6   Conclusion and Future Work

In this paper, we investigated the presence of potential bias in PhysioNet heart
sound meta-dataset. We chose three sub-datasets of this dataset and labelled
the recordings of each one based on the sensor used to capture them. Then
we built an SVM model using four spectral features. The model was able to
detect recordings of each of the PhysioNet sub-datasets with an accuracy of
98%, which is way above chance. This indicates that bias is undoubtedly present
in PhysioNet dataset, the gold standard dataset in the field. We also showed that
sensors are likely the main cause of this bias. Our findings necessitate further
investigations into the impact of this bias issue in the PhysioNet dataset on the
generalisability of the heart sound classification models.
    A comprehensive analysis of the different feature representations which are
being used in the field of heart abnormality prediction in terms of their level of
robustness to sensor bias can be a future direction.
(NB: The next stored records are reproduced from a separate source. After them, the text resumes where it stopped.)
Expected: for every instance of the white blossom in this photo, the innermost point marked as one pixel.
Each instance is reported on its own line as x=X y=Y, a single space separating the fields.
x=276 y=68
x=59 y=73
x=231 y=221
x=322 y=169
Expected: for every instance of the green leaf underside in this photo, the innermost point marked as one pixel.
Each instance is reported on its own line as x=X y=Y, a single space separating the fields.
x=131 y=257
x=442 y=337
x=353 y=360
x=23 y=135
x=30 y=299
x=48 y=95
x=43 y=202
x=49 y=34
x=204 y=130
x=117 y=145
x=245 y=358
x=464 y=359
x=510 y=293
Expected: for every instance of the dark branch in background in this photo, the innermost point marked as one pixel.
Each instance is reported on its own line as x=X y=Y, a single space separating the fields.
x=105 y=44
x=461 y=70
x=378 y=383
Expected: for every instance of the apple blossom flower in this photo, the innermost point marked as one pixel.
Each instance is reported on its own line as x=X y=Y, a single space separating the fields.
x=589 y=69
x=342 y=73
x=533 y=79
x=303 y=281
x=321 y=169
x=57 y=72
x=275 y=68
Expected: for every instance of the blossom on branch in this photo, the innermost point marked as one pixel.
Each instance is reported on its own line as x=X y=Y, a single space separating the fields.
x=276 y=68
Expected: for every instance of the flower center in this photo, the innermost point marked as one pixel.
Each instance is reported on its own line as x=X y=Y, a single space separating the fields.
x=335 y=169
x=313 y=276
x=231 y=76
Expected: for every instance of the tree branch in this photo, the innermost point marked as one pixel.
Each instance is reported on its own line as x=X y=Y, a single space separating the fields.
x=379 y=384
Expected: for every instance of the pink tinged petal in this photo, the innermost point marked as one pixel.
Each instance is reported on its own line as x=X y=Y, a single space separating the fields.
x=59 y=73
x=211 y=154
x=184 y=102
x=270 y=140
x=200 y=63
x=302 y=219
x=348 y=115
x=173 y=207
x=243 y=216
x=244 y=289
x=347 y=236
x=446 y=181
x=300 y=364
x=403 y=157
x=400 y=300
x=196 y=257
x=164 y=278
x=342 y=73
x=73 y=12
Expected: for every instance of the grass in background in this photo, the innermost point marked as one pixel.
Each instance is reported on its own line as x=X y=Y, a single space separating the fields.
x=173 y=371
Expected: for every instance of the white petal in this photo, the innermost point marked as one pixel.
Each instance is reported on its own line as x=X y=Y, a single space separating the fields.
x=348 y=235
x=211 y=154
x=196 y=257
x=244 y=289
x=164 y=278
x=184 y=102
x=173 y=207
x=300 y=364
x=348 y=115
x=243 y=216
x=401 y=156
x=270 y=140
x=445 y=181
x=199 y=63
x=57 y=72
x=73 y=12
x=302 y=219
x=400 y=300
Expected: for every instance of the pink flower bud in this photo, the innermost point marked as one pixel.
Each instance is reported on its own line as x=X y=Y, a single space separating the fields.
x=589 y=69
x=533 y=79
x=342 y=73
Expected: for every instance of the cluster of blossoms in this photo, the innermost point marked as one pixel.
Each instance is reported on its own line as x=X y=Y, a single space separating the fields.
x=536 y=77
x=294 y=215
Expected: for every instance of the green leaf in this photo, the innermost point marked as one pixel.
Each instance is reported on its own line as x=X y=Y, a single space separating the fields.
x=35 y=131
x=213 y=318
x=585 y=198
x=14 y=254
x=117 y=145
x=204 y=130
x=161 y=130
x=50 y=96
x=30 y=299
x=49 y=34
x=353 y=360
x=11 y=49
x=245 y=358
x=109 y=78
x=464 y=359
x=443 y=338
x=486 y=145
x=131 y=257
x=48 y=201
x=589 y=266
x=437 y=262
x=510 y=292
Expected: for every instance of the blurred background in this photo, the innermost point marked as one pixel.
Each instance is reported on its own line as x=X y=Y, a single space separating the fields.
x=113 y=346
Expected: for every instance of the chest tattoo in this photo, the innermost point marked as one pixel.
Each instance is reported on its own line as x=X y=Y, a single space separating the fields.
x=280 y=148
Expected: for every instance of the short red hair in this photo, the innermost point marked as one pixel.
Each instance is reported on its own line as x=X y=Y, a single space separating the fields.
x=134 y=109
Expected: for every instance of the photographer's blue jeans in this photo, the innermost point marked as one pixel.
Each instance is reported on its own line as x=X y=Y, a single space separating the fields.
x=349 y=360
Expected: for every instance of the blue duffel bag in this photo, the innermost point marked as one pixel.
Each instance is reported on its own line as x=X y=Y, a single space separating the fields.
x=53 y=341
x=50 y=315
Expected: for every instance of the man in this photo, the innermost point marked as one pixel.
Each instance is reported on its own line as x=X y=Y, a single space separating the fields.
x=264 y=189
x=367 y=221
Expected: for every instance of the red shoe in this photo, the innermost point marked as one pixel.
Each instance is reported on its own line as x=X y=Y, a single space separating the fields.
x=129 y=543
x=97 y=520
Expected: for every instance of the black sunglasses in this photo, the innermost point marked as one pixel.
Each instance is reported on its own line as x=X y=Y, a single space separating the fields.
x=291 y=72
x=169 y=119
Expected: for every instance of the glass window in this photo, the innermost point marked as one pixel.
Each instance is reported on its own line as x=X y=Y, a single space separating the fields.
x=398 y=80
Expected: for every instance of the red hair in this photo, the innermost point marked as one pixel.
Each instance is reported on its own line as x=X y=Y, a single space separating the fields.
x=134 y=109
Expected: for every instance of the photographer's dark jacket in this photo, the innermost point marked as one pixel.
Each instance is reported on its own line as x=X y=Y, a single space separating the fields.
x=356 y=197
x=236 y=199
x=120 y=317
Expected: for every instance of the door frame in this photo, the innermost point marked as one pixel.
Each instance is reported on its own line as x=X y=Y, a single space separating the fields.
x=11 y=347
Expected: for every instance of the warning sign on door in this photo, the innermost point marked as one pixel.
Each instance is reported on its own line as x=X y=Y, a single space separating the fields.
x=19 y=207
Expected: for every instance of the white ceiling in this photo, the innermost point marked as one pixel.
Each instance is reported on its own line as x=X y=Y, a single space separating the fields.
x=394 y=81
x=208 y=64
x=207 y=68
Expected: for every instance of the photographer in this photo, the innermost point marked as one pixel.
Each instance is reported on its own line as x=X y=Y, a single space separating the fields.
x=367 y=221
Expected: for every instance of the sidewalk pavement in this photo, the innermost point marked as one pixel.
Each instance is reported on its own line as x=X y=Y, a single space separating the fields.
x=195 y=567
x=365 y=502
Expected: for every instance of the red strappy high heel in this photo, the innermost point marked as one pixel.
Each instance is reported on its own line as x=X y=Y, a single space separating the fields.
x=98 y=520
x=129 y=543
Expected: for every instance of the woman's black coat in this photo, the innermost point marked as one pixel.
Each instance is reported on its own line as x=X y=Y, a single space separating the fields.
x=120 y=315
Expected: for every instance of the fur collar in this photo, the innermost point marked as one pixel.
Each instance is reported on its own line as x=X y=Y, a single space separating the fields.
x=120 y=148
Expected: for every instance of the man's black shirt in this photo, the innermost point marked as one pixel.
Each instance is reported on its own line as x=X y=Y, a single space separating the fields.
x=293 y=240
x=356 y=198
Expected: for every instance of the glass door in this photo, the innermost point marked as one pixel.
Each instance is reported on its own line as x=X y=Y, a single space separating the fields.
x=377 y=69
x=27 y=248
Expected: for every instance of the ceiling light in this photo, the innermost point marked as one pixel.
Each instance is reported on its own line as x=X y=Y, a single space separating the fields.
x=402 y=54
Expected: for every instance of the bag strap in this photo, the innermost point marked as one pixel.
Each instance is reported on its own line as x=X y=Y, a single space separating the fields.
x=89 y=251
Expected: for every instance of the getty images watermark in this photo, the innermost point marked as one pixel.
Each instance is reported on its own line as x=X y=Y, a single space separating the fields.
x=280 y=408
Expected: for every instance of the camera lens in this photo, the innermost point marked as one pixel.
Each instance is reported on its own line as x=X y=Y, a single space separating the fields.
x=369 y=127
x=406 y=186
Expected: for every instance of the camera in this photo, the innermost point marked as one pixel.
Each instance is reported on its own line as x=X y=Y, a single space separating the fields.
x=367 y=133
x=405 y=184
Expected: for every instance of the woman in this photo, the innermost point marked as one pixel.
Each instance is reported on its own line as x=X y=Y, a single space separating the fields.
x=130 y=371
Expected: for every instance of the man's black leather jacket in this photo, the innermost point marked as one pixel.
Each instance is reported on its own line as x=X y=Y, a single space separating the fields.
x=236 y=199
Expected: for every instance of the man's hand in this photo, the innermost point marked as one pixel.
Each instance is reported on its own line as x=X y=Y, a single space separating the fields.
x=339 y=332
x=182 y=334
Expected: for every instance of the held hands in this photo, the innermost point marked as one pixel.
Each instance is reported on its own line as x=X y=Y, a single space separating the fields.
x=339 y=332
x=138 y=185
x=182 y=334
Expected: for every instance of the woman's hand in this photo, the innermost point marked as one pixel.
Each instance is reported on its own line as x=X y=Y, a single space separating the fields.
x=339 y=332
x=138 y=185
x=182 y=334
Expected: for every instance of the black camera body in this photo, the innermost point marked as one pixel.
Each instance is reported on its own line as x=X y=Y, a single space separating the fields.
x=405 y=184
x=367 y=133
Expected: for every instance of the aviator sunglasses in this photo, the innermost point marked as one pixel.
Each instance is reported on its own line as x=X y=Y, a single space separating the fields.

In addition to this, looking
into the possibility of alleviating the bias through data preprocessing techniques
can also be an interesting future work.


Acknowledgements This work was conducted with the financial support of the
Science Foundation Ireland Centre for Research Training in Digitally-Enhanced
Reality (D-REAL) under Grant No. 18/CRT/6224.


References
 1. 3M: Littmann electronic stethoscope model 3200,
    https://www.littmann.com/3M/en US/littmann-stethoscopes/, last accessed
    2020/09/16.
 2. Bentley, P., Nordehn, G., Coimbra, M., Mannor, S.: The pascal classifying heart
    sounds challenge (2011),
    http://www.peterjbentley.com/heartchallenge/index.html
 3. Boser, B.E., Guyon, I.M., Vapnik, V.N.: A training algorithm for optimal margin
    classifiers. In: Proceedings of the fifth annual workshop on Computational
    learning theory. pp. 144–152 (1992)
 4. Dominguez-Morales, J., Jimenez-Fernandez, A., Dominguez-Morales, M.,
    Jimenez-Moreno, G.: Deep neural networks for the recognition and classification
    of heart murmurs using neuromorphic auditory sensors. IEEE Trans. Biomed.
    Circuits Syst 12, 24–34 (2018)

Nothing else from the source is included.